= Curius and Apuleius =

Lusitanian chief during the Lusitanian war

Curius and Apuleius were chieftains of the Lusitanians, a proto-Celtic tribe from western Hispania. They were active at the last phase of the Lusitanian War.

== Biography ==
Sources describe them as heading a gang of robbers that fought Quintus Fabius Maximus Servilianus while he was entering Lusitania in the search of Viriathus. While it is generally agreed that they commanded Lusitanian forces, their nationality is disputed due to their ostensibly Roman names. It has been argued they might have been either Romanized Iberians or Roman deserters who had adopted local tribal customs. Their relation to Viriathus is also a blurred matter. Oral tradition have them serving as lieutenants to the Lusitanian leader, but it is more likely they were independent rebels from the lands south of the Tajo river, inspired by but not affiliated to Viriathus. In any case, the large size of their forces is considered proof that they were authentic military commanders and not mere bandits.

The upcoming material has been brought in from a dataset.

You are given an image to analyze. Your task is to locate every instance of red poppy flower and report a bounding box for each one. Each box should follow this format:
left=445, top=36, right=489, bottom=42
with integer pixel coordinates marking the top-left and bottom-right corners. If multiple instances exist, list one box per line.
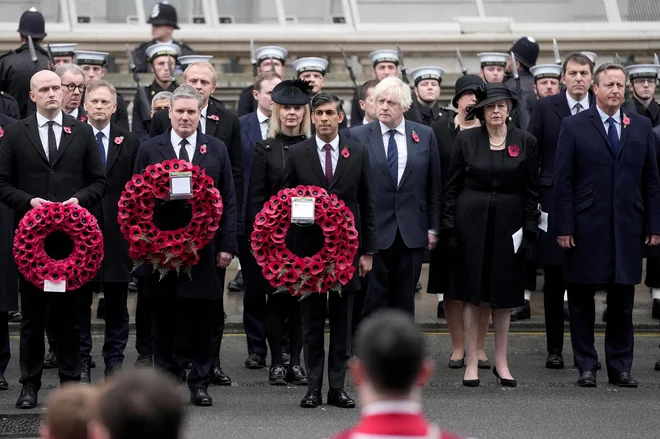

In 140 BC, after conquering Baeturia and five other cities, Servilianus marched with his remnant 17,000 soldiers towards and attacked the Cynetes on his path. When he was approaching the Guadiana river, Curius and Apuleius ambushed him with a contingent of 10,000 men, taking him by surprise and stealing his loot. However, the Lusitanian victory was ephemeral, as they decided to divide their forces in order for Curius to retreat with the plunders and a large number of prisoners. This allowed Servilianus to recover and initiate a counterattack, in which Curius was killed and the loot was recovered. The Romans continued their march through Lusitania, where they would be ultimately defeated by Viriathus and forced to sign a peace treaty.

== Etymology ==
It is traditionally considered they sported Roman names, opening up several theories about their identities. However, it has been suggested ancient chroniclers might have misunderstood their names and turned them into Roman patronymics. Under this view, "Apuleius" might be a corruption of a Celtic name like the preexistent "Apulus" or "Apanus", while "Curius" would come from "Coutius" or "Curundus".